Many of those now climbing over the Democrats’ blue walls were willing to live under the original liberal governance model that existed before 1960 because it recognized the legitimacy of private economic life. The wealthy agreed then to pay their “fair share.”
.. Defenders of the liberal model argue that cities like New York, San Francisco and Los Angeles are changing into sophisticated, cosmopolitan hubs that attract a new class of young professionals who will restore urban America. Instead, many of these urban revivals are producing a phenomenon economists now call “racially concentrated areas of affluence,” or RCAAs.

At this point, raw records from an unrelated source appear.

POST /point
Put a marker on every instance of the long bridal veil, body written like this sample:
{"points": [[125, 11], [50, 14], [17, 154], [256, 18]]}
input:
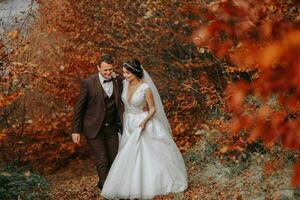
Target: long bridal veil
{"points": [[160, 114]]}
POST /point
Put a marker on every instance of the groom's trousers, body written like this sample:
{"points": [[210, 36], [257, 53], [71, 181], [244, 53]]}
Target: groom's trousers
{"points": [[105, 149]]}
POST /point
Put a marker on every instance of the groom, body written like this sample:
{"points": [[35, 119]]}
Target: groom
{"points": [[98, 115]]}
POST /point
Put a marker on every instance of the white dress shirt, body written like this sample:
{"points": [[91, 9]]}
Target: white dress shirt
{"points": [[108, 87]]}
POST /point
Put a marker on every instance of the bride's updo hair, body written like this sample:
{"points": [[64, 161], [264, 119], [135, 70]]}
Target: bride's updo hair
{"points": [[134, 66]]}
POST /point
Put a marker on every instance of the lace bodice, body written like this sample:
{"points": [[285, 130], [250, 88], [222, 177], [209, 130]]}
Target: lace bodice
{"points": [[137, 100]]}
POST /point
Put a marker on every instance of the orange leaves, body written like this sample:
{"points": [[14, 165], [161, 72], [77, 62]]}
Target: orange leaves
{"points": [[296, 176], [236, 94], [13, 34], [7, 100]]}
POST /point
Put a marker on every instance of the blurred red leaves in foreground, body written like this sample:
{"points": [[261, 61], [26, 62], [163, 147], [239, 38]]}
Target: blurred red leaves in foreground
{"points": [[263, 36]]}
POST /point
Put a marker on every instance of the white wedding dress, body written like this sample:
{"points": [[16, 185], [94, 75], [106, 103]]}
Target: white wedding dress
{"points": [[148, 162]]}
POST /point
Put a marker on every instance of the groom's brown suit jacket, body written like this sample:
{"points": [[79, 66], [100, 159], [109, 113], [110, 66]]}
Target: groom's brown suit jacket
{"points": [[89, 111]]}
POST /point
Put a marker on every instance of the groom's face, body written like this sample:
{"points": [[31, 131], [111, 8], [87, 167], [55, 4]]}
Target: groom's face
{"points": [[105, 69]]}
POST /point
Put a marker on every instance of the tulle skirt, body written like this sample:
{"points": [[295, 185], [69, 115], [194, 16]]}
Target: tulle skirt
{"points": [[148, 162]]}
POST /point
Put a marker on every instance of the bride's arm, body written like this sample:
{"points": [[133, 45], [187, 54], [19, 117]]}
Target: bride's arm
{"points": [[151, 106]]}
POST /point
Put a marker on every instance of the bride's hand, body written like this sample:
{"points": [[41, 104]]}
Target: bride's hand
{"points": [[142, 125]]}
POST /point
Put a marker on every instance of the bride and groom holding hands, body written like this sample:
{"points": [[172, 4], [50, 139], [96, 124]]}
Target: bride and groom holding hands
{"points": [[143, 161]]}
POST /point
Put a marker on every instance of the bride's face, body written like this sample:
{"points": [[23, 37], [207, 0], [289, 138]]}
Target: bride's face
{"points": [[128, 75]]}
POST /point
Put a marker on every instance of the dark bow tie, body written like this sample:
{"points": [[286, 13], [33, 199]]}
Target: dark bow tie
{"points": [[107, 80]]}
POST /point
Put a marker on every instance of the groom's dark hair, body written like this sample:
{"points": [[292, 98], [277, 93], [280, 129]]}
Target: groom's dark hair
{"points": [[106, 58]]}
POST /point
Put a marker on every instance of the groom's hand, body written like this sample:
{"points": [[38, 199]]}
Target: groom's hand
{"points": [[76, 138]]}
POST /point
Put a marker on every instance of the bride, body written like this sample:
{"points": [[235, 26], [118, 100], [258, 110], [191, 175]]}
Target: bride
{"points": [[148, 161]]}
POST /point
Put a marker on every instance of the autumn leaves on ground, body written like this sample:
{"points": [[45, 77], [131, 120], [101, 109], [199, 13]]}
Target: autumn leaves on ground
{"points": [[228, 72]]}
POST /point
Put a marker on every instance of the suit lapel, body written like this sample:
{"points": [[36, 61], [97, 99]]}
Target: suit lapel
{"points": [[99, 88], [116, 90]]}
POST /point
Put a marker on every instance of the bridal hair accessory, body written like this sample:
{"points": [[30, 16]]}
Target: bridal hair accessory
{"points": [[128, 65]]}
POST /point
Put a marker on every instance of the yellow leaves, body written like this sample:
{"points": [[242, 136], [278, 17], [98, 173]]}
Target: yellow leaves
{"points": [[13, 35]]}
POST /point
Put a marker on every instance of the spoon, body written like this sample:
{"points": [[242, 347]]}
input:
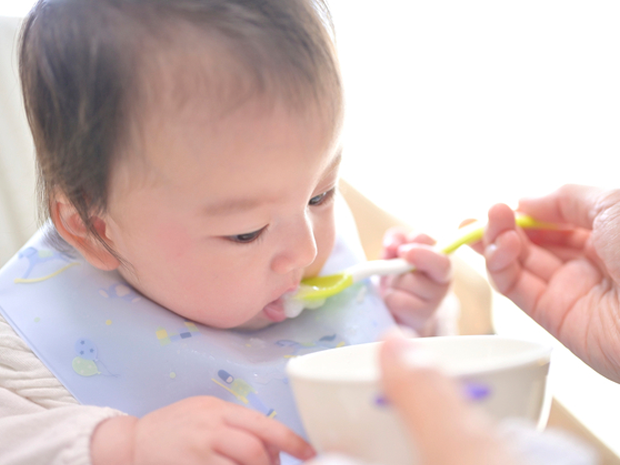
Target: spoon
{"points": [[313, 291]]}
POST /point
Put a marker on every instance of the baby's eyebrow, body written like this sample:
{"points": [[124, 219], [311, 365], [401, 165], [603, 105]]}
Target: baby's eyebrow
{"points": [[241, 204], [233, 205], [334, 163]]}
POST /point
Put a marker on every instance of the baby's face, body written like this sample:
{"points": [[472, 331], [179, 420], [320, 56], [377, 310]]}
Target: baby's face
{"points": [[217, 219]]}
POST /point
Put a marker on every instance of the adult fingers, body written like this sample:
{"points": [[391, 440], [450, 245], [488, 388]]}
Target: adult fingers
{"points": [[571, 204], [271, 432], [427, 260], [392, 240]]}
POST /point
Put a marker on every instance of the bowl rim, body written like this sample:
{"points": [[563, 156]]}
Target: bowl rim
{"points": [[539, 354]]}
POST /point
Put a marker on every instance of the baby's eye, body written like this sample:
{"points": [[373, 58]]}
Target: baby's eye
{"points": [[322, 198], [247, 237]]}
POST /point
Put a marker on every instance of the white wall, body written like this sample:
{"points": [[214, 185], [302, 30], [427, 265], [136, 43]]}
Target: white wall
{"points": [[455, 105]]}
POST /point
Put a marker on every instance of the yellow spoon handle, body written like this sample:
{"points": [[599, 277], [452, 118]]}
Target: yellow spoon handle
{"points": [[473, 232]]}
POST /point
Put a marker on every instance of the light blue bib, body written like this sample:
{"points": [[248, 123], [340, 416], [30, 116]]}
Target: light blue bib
{"points": [[111, 346]]}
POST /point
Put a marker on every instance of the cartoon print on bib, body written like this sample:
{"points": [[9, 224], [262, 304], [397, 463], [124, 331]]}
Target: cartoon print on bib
{"points": [[43, 258], [111, 346]]}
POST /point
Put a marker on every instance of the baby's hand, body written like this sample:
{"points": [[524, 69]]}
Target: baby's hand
{"points": [[413, 297], [198, 430]]}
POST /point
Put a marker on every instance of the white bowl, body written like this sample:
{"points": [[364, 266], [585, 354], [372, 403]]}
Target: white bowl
{"points": [[339, 399]]}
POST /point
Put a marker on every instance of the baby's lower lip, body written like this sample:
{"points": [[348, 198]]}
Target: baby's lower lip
{"points": [[274, 311]]}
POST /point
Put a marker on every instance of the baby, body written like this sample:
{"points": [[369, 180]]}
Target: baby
{"points": [[193, 146]]}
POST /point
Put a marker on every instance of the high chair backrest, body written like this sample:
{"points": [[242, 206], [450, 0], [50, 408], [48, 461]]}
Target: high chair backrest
{"points": [[472, 290]]}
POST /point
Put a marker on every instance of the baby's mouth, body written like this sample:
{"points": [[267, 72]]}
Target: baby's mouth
{"points": [[274, 311]]}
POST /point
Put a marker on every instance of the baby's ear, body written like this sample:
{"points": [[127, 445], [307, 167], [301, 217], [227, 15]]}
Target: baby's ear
{"points": [[70, 226]]}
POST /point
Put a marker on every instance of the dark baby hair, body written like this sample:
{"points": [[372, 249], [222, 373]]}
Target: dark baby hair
{"points": [[82, 64]]}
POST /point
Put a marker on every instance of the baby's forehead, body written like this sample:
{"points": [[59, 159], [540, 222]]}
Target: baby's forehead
{"points": [[203, 73]]}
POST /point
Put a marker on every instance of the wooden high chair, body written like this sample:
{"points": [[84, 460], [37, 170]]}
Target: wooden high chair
{"points": [[474, 294]]}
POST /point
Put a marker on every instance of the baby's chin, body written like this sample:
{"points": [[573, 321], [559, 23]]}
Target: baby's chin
{"points": [[257, 322]]}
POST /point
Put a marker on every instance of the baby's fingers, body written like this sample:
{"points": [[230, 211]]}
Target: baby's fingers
{"points": [[241, 447], [272, 433]]}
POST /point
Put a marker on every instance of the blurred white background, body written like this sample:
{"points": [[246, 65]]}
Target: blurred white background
{"points": [[455, 105]]}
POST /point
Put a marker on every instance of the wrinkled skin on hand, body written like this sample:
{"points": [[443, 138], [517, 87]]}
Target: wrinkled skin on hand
{"points": [[568, 279]]}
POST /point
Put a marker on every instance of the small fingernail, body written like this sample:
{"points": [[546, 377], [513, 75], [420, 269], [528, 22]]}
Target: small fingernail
{"points": [[490, 250], [309, 452], [417, 357], [476, 391], [389, 241]]}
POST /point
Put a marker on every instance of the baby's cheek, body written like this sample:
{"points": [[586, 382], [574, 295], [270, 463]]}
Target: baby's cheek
{"points": [[325, 237]]}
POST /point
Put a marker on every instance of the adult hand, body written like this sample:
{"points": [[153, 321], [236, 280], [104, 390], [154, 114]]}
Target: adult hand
{"points": [[444, 427], [414, 297], [568, 280]]}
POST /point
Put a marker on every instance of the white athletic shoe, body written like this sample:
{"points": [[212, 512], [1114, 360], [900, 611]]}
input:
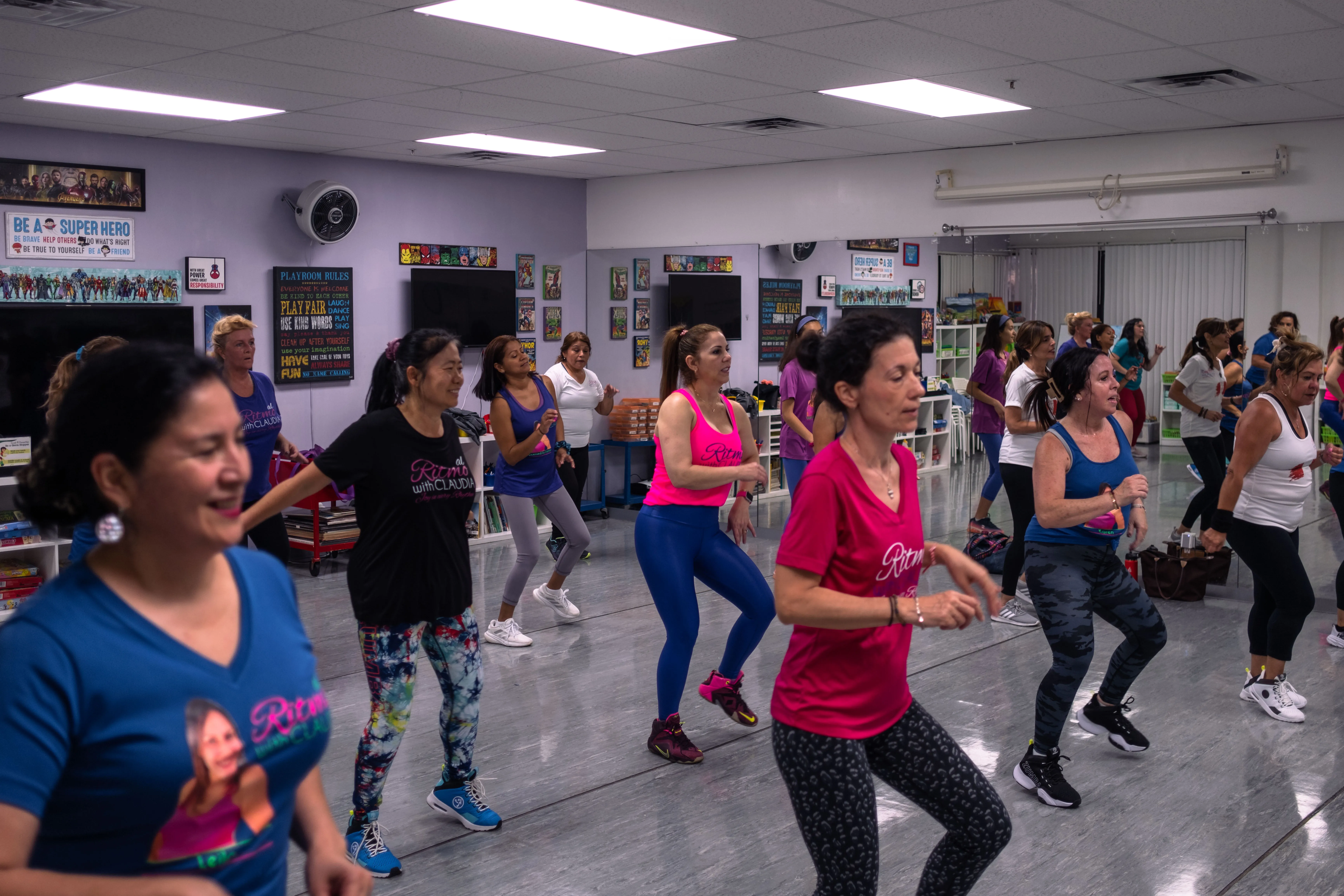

An area gets RCAAed when the residents who pack themselves into it are mostly white people whose median incomes are unprecedentedly greater than the city’s poverty level. Some of the most RCAAed cities are liberal duchies like Boston, Baltimore, Chicago and Philadelphia.
Today, private economic life, especially that of the urban middle class, is no longer a partner in the liberal model. It’s merely a “revenue source” for a system whose patronage is open-ended welfare and largely uncapped public-employee pensions. I’d describe the liberal-progressive governing strategy as ruin and rule.
.. Not widely noticed is that liberalism’s claimed beneficiaries—black Americans—are also fleeing its failures. Demographers have documented significant black out-migration from New York, Michigan, California and Illinois into Florida, Georgia, Texas and North Carolina. North to south.
.. They are now asking the federal government, meaning taxpayers who live in parts of the U.S. not hostile to capitalism, to give them nearly $15 billion to replace the 100-year-old train tunnel beneath the Hudson River. Why should they? Why send money to a moribund, dysfunctional urban liberal politics that will never—as in, not ever—clean up its act or reform?
Maybe we need a new default solution to the urban crisis: Let internal migration redistribute the U.S. population away from liberalism’s smug but falling-apart plutonomies.